Quite the character, Bravo was a true showman. Although a top matador, Bravo's fame was driven more by his persona and his unrelenting bravery. Always pushing the envelope of drama and danger just a bit further than his contemporaries, Bravo drew tremendous crowds who were mesmerized by his repeated flirtations with danger and death. As one journalist put it, "The bull was probably scared of Jaime." "Jaime was gored more than 50 times in his career." Larry Jones, an official of a Tijuana ring, said when informed of the bullfighter's death, "He was very daring and thought he had to get injured to please the fans. Bravo delighted in challenging the bull to the fullest extent. He was popular in Tijuana because he was flashy and colorful. Few bullfighters took more chances than Jaime." Fans thought that his early training as a trapezista saved his life in the bull ring many times. A native of Mexico City, Jaime seldom fought there because he was so popular in border towns like Tijuana.
Bravo also had the uncanny knack of utilizing scandal to garner headlines. During an August 1968 corrida, playing to the tourist crowds of Tijuana, Bravo "requested the animal be spared. This, in turn, was denied, and the torero [Bravo] who refused to kill the bull was escorted to the local jail and fined". Bravo received headlines for his defiance. Only one month earlier, at a July 1968 corrida, Bravo had used a similar press-grabbing tactic, when he was not performing his best, and another matador's superior performance was poised to gain the next day's headlines. Before that corrida ended, Bravo cursed at the bullring judge, just enough to infuriate the judge so that Bravo was immediately arrested and jailed. Cameras captured countless photos of Bravo being cuffed, escorted from the bullring, and locked in a jail cell. The next day, the newspapers' headlines boldly declared that Jaime Bravo had been jailed. Much further down the page, and in much smaller type, only a few sentences detailed the other matador's brilliant performance.

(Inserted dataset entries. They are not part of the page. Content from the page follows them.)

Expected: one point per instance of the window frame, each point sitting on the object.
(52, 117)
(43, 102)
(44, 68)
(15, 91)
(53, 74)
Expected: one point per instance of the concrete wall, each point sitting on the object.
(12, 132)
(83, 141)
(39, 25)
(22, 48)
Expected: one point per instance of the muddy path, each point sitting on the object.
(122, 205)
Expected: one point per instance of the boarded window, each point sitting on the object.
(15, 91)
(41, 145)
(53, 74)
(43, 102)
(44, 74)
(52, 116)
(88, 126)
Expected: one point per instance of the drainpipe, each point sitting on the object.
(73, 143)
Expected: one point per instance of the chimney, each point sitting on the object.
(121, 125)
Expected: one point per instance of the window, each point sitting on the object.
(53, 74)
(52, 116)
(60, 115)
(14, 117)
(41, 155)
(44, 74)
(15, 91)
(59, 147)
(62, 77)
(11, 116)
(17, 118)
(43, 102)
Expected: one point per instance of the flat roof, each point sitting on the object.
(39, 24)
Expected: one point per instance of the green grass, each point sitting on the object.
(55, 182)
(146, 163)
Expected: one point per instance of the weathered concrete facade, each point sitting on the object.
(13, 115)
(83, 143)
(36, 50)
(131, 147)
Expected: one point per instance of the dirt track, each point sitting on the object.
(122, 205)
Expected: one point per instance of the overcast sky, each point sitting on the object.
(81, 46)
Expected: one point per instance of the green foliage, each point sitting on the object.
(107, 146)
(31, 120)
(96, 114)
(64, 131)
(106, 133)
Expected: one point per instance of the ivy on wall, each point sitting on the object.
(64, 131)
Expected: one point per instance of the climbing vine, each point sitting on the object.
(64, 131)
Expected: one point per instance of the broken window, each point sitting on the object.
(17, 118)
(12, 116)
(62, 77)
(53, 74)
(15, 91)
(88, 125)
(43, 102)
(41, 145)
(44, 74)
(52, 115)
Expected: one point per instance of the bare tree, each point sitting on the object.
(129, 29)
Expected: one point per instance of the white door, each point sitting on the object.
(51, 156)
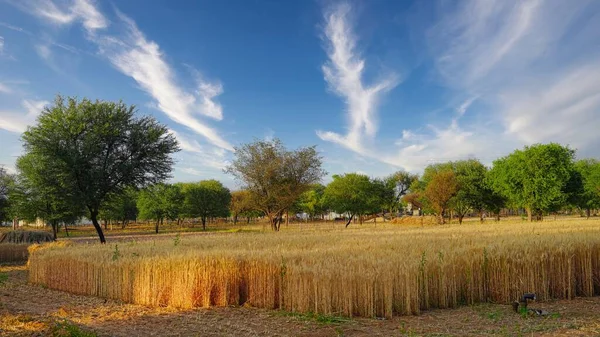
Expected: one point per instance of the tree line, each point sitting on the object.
(102, 160)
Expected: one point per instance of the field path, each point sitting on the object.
(27, 310)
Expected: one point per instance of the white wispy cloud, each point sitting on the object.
(141, 59)
(462, 109)
(66, 12)
(131, 53)
(344, 75)
(187, 144)
(13, 27)
(533, 65)
(18, 122)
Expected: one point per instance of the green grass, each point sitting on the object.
(321, 319)
(67, 329)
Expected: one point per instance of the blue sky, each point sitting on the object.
(378, 86)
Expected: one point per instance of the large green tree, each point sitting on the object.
(206, 199)
(351, 193)
(440, 191)
(312, 202)
(100, 148)
(589, 196)
(275, 176)
(538, 178)
(397, 185)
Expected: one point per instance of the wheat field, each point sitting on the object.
(13, 252)
(372, 272)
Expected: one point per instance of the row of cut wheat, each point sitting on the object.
(383, 272)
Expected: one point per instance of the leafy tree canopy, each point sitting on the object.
(537, 178)
(275, 176)
(100, 148)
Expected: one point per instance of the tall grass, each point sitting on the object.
(375, 272)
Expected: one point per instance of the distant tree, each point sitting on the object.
(537, 178)
(311, 202)
(241, 203)
(40, 193)
(159, 202)
(350, 193)
(589, 197)
(440, 190)
(397, 185)
(121, 207)
(475, 193)
(207, 198)
(5, 183)
(275, 176)
(99, 149)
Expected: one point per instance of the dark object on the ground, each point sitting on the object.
(521, 306)
(20, 236)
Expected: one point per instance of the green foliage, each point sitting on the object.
(275, 176)
(160, 201)
(242, 205)
(537, 178)
(589, 172)
(355, 194)
(41, 190)
(6, 181)
(207, 198)
(312, 202)
(396, 186)
(98, 149)
(441, 188)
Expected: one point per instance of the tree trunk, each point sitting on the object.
(94, 218)
(54, 225)
(529, 214)
(349, 220)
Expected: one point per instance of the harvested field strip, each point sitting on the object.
(383, 272)
(11, 252)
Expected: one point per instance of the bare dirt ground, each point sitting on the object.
(27, 310)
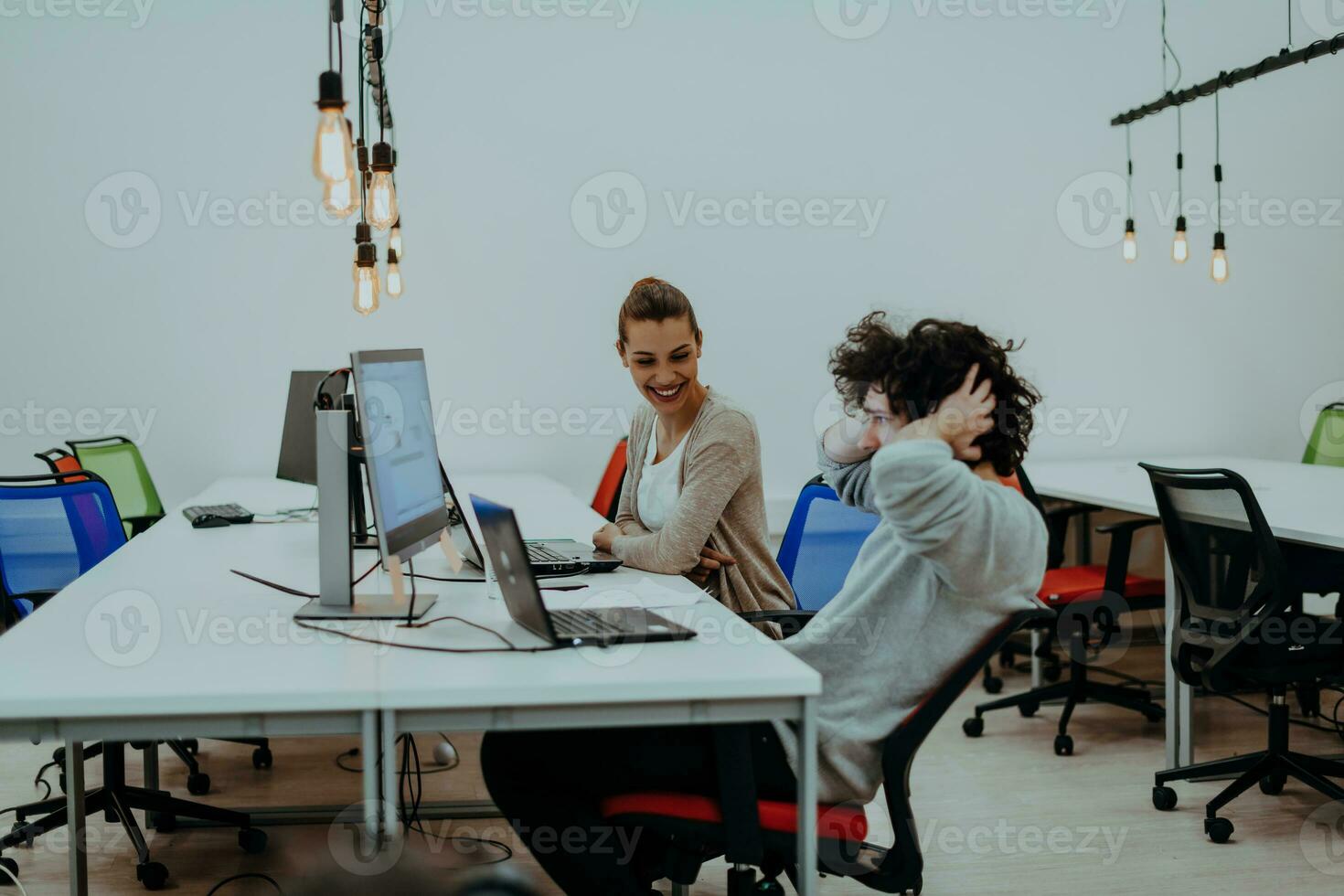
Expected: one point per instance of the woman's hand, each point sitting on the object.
(603, 536)
(709, 561)
(960, 420)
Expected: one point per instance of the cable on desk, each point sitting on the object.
(248, 876)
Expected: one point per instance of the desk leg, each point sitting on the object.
(1180, 743)
(76, 818)
(368, 753)
(391, 829)
(806, 848)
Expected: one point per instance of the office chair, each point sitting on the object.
(1238, 624)
(761, 833)
(54, 528)
(608, 497)
(119, 463)
(1086, 598)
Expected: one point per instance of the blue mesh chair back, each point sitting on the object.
(51, 532)
(821, 543)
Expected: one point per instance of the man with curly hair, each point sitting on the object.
(941, 417)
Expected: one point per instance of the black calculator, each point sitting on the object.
(214, 515)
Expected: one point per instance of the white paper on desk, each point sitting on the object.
(645, 592)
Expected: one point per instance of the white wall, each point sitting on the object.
(971, 128)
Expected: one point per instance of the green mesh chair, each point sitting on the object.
(117, 461)
(1327, 443)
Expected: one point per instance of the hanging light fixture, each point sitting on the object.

Never a dull moment for the crowds, gossip around Bravo was further promulgated by such actions as his behavior during a 1957 Tijuana bullfight, during which he tossed flowers to Ava Gardner from the ring. She was at the corrida with actor Gilbert Roland.
One of the biggest scandals concerning Bravo's misadventures was related to Arabella Arbenz, daughter of Guatemala's former leftwing president Jacobo Arbenz. A fashion model and actress, Arbenz carried on a relationship with Bravo. She shot herself on October 5, 1965 after being spurned by Bravo after a bad bullfight.
Bravo was married three times. He first married actress Francesca De Scaffa in 1957. The marriage was a fiasco and was eventually annulled the same year by the appropriate magistrate, as a favor to Bravo's friend Pablo Picasso, who gave the signed annulment to Bravo as a belated wedding gift.
In 1957, Bravo married the actress Ann Robinson, by whom he had his first two sons, Jaime and Estefan. In 1967, two years after appearing in a 1965 Las Vegas promotional bullfight, he married a Las Vegas showgirl named Monica Lind (from Les Folies Bergère), by whom he had his third and final son, named Aleco Jaime Bravo.
Final years and deathEdit
By the late 1960s, Bravo was a renowned bullfighter, known still for his charisma and good looks. He began looking to the film world for a career that might suit him once he retired from the bulls. There were a variety of production companies keen to give him a chance in film. His profile remained such that he could still draw crowds from within the Mexican interior and the USA, especially with a large following in border towns such as Tijuana, Nogales, Juarez and Matamoros, and states such as California, Arizona, and Texas.
On February 2, 1970, Bravo and his driver were killed in a car accident near Zacatecas, Mexico. Eloy Cavazos, a fellow matador, who was one of Jaime's protégés, was also in the car, but survived. Cavazos continued on to have a very long career as one of Mexico's, and the world's, top matadors.